[R] Optimisation and NaN Errors using clm() and clmm()

Rune Haubo rhbc at imm.dtu.dk
Sat Apr 20 10:53:21 CEST 2013


On 18 April 2013 18:38, Thomas Foxley <thomasfoxley at aol.com> wrote:
> Rune,
>
> Thank you very much for your response.
>
> I don't actually have the models that failed to converge from the first
> (glmulti) part as they were not saved with the confidence set. glmulti
> generates thousands of models so it seems reasonable that a few of these may
> not converge.
>
> The clmm() model I provided was just an example - not all models have 17
> parameters. There were only one or two that produced errors (the example I
> gave being one of them), perhaps overparameterisation is the root of the
> problem.
>
> Regarding incomplete data - there are only 103 (of 314) records where I have
> data for every predictor. The number of observations included will obviously
> vary for different models, models with fewer predictors will include more
> observations. glmulti acts as a wrapper for another function, meaning (in
> this case) na's are treated as they would be in clm(). Is there a way around
> this (apart from filling in the missing data)? I believe its possible to
> limit model complexity in the glmulti call - which may or may not increase
> the number of observations - how would this affect interpretation of the
> results?

Since the likelihood (and hence also AIC-like criteria) depends on the
number of observations, I would make sure that only models with the
same number of observations are compared using model selection
criteria.
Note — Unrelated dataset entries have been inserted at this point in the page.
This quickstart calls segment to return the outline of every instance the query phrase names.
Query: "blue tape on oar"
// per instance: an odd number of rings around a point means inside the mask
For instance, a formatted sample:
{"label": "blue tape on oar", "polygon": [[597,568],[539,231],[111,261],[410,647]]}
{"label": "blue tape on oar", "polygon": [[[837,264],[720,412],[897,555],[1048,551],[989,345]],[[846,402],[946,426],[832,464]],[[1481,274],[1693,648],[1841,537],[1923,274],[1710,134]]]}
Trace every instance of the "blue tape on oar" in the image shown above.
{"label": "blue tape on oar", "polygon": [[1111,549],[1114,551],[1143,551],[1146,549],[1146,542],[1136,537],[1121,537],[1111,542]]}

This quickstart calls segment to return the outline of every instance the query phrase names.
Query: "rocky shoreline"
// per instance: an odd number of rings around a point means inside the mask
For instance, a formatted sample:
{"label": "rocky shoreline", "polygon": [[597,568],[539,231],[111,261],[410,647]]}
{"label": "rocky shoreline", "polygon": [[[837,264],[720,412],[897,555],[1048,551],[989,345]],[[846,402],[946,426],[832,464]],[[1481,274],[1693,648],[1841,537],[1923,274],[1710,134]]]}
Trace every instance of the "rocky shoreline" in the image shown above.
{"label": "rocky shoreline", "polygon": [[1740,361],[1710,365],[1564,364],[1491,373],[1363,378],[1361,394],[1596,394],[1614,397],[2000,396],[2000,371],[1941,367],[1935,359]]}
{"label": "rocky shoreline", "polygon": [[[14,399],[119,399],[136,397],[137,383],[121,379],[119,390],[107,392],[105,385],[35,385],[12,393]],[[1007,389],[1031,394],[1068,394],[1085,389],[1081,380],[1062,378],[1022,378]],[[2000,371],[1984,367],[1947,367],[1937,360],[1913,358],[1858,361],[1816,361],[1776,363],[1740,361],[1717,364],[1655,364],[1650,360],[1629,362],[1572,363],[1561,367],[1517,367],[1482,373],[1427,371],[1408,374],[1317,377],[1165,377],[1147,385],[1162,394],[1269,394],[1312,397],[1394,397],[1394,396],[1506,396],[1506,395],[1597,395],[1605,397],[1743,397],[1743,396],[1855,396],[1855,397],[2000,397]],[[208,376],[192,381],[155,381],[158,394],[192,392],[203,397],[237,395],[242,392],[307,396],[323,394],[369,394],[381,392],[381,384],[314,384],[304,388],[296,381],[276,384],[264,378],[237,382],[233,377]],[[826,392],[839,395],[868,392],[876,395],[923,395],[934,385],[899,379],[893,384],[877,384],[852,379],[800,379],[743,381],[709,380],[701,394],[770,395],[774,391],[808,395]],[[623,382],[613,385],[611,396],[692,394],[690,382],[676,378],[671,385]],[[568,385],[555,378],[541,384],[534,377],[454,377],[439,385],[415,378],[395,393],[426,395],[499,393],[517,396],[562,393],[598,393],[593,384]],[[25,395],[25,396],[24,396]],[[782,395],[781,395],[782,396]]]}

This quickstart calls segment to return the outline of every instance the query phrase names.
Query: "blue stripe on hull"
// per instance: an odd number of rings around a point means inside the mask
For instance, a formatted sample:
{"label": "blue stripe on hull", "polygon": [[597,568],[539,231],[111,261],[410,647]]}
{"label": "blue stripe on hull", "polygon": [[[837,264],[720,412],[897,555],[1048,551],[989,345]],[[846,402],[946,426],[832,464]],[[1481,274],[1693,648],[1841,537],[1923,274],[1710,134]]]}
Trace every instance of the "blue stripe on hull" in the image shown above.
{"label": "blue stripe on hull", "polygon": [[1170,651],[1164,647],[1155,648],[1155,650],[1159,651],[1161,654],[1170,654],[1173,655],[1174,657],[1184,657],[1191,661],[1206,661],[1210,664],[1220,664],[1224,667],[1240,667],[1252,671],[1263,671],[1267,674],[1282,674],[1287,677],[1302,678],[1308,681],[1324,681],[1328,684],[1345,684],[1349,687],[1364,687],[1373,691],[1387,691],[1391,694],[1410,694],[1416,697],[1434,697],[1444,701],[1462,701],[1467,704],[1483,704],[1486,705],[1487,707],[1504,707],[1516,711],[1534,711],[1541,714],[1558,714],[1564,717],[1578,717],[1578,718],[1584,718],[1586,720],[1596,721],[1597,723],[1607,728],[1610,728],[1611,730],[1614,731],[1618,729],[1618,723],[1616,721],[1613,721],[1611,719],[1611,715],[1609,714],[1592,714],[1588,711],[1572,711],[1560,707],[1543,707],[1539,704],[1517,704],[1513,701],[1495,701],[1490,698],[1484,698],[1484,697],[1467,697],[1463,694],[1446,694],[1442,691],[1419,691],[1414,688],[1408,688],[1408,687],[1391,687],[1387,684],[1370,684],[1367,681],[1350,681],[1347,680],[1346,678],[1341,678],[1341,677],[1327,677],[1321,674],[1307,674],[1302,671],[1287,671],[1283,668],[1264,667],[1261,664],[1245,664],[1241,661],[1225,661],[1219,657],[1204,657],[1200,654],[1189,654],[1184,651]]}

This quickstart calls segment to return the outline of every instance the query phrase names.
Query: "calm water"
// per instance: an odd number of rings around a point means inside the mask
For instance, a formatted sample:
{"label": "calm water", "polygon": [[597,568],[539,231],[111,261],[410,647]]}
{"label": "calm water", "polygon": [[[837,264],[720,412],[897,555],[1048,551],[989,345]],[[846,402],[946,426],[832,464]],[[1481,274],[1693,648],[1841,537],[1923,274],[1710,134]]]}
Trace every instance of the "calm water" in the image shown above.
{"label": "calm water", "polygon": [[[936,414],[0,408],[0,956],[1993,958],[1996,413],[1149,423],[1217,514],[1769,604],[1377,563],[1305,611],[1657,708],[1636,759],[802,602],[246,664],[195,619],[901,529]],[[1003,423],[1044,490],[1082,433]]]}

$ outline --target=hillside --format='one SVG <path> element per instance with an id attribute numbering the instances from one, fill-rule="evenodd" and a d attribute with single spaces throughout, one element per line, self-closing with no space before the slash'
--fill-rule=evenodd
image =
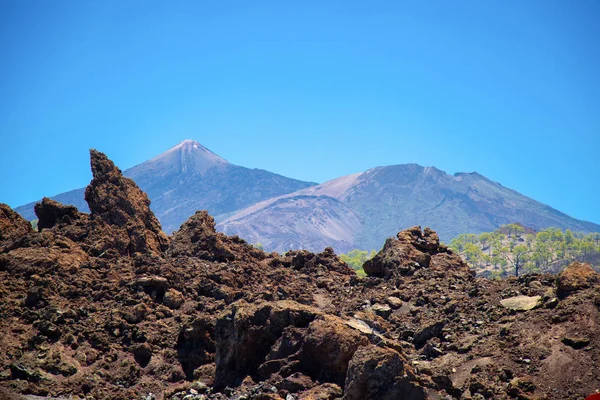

This means that I would make a data.frame with complete
observations either by just deleting all rows with one or more missing
predictors or by imputing some data points. If one or a couple of
variables  are responsible for most of the missing observations, you
could disregard these variables before deleting rows with NAs.

As I said, I am no expert in model averaging or glmulti usage, so
there might be better approaches or other opinions on this.